After eight years of service, Jessica Kissinger, a Distinguished Research Professor in the Department of Genetics, is stepping down as director of UGA’s Institute of Bioinformatics. Travis Glenn, associate professor of environmental health science in the College of Public Health, will serve as interim director.
“It was an incredibly educational and eye-opening experience. It’s interesting to see the other side of academic research and where all the regulations come from and why they are there,” Kissinger said of her time leading IOB. “It actually takes some administration to make research and training magic happen.”
While being a scientist entails some administrative skills—running a big research group, for example—running an entire institute at first seemed like a totally different experience, according to Kissinger. But after talking to colleagues with administrative positions and completing a management training program at Harvard, she found that solving administrative challenges wasn’t that different from solving scientific ones.
Kissinger faced two main challenges as IOB director—growing the faculty and finding revenue to support a successful graduate program—and the two challenges were connected. Students generate income for the university through their credit hours. Since IOB had only three part-time faculty at the time, the institute was not able to offer all the classes its students needed. IOB students had to take all of their classes in other departments, and that income was not returning to IOB, the program that recruited and administered them.
“With the quickly changing needs of the life sciences, nearly everybody needed an expert in bioinformatics, but not everybody could train one,” Kissinger said. “I thought, if we could solve those two challenges, then we could have a great program.”
With faculty lines contributed by Franklin College of Arts and Sciences, and with startup packages offered by the Office of Research to hire faculty, the institute was able to grow and now has 12 faculty supporting about 50 graduate students. As the faculty grew, the IOB could tailor its curriculum precisely to its students, who previously had to pick up classes offered by other programs and that sometimes carried prerequisites. Now IOB can offer its entire core graduate curriculum in fewer total hours, giving students the flexibility to explore more electives across campus.
Kissinger is proud of IOB’s contributions to the UGA campus, including establishing an educational lunch series, offering training workshops and providing greatly subsidized software licenses. She also takes pride in IOB’s role in training the next generation of life scientists, who will be just as comfortable managing data and algorithms as they are working in traditional laboratory benches.
“Because we have such a strong life science presence in our program, our students are not detached from experimental design.” she said. “That really distinguishes us from the majority of bioinformatics programs out there. There’s a tremendous opportunity to bring together disparate pockets across campus with excellent computational expertise in different aspects of biological sciences.”
She hopes the institute will continue to link greater expertise together under a larger collaborative umbrella. To that end, Kissinger said there are opportunities to grow graduate education at UGA in the Double Dawgs program, adding computational training to students majoring in fields like biochemistry, microbiology, computer science or genetics.

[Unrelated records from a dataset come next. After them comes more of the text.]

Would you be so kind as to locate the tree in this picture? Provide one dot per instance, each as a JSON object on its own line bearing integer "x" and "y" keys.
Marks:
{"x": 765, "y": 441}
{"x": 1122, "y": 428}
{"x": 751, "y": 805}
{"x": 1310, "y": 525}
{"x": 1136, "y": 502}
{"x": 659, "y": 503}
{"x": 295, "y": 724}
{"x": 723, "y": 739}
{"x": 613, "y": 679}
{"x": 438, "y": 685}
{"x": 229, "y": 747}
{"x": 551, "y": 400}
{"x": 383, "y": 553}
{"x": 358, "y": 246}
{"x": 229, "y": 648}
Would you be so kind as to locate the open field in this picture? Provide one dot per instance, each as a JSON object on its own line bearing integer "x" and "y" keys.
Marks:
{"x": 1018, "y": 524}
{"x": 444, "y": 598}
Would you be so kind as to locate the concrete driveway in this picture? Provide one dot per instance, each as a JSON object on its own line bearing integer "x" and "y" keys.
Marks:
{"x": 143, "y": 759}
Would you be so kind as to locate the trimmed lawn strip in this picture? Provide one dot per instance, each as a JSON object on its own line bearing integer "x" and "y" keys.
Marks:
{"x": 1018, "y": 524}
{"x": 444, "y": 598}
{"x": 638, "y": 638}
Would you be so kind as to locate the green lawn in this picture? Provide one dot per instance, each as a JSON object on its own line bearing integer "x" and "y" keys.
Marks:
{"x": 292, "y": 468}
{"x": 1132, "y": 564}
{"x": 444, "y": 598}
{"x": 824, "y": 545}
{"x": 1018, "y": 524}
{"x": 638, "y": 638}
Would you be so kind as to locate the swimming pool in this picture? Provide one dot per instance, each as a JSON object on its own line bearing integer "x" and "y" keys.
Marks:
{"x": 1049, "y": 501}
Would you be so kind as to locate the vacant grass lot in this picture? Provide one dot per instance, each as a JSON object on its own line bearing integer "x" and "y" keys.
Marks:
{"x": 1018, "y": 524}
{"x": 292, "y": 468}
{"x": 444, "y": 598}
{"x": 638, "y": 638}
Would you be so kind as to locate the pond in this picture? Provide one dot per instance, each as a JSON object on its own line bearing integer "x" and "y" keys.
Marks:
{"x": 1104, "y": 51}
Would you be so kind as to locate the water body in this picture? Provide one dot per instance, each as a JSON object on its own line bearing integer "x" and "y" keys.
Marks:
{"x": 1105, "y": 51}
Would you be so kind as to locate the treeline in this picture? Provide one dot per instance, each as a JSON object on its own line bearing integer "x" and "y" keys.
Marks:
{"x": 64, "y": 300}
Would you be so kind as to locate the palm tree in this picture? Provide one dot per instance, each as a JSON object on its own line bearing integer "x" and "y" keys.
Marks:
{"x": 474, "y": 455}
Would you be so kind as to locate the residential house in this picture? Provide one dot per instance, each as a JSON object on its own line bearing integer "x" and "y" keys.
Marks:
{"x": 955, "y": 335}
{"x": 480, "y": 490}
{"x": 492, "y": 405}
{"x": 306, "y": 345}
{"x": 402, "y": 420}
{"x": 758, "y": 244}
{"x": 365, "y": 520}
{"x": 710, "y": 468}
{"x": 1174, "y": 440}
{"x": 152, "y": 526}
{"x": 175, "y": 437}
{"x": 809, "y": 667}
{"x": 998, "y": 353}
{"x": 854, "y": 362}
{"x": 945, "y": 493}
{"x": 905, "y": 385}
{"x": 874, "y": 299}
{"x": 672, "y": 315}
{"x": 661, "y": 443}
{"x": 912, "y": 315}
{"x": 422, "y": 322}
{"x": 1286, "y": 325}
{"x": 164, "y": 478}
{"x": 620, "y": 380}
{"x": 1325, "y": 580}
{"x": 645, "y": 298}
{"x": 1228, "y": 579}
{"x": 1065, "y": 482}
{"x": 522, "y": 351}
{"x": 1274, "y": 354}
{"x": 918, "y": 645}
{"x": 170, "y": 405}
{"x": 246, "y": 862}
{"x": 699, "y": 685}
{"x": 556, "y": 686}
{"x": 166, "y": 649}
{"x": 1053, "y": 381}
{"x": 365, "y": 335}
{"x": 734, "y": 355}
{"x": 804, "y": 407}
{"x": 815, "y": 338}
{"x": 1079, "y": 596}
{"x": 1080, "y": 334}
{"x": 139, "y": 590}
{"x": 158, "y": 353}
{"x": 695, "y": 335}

Kissinger credits the success and growth of IOB to its faculty, students and the contributions of a number of partners across UGA, especially the Office of Research and Franklin College, which provided startup funding and salary lines for IOB.
“Jessie did a brilliant job as director and leaves IOB on a very positive path,” said David Lee, vice president for research. “It’s been a pleasure working with her as she built up what’s become a strategic resource for UGA’s research faculty in the life sciences.”
“I look forward to helping the IOB during this transition and to help bring together and shine a light on the gems within IOB and UGA,” Glenn said. “Jessie has been an extraordinary leader for the computational community here.”